Watching the movie, you sometimes sense that all these young women — Dusty and Delia in particular — are wise beyond their years. But maybe that's because teenage girls are so rarely given a chance to express themselves in an unfiltered, and introspective way. That's what Delia and Dusty want their peers to take away from the film: What you say has value. What you're experiencing matters. We all go through it.
"There's so few opportunities as a teenage girl to watch a movie, read a book, watch a TV show, where you find some of the same anxieties and problems," Delia said. "And that treats those anxieties as real problems, not just minuscule little things, where it's like 'Oh my god, why is she so worried about what outfit she's going to wear; that this boy isn't going to kiss her.' [This] movie treats that problem with such dignity and allows that hurt to be felt."
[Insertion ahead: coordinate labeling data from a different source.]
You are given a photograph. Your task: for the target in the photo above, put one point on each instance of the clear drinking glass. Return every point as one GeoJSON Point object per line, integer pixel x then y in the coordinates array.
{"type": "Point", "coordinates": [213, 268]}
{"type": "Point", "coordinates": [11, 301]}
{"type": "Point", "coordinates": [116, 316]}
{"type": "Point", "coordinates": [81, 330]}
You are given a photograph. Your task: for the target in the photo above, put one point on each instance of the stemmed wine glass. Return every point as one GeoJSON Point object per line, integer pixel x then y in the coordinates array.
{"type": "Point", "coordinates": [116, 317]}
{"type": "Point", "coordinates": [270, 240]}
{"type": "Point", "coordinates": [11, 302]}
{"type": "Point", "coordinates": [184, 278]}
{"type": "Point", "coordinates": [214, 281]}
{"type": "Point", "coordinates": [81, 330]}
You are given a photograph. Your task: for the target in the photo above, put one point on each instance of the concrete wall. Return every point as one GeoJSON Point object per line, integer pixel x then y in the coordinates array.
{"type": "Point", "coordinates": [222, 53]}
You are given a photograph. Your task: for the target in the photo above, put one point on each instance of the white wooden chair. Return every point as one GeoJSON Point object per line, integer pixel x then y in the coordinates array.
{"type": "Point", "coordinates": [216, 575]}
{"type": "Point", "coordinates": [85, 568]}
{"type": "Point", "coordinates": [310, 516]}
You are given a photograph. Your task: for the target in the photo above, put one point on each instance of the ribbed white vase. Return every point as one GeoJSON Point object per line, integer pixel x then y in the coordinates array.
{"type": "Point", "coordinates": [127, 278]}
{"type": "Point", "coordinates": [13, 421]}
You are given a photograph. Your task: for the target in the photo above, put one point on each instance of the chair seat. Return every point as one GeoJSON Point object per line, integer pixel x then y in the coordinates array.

As for whether or not they're special, Dusty thinks not. And no offense to any of these remarkable ladies, but I tend to agree. "I think that you could have made this documentary about any group of teenage girls from anywhere and they could have been able to speak insightfully about themselves and reflect on themselves and show the level of intimacy which we did," she said. "I think that I'm very privileged to have been one of those, but I don't think we're an exception."
Delia, her arm linked with her friend's, agreed: "I think we're the rule."
"All This Panic" opened in select theaters on March 31. Embrace your inner teen and get ready to emote.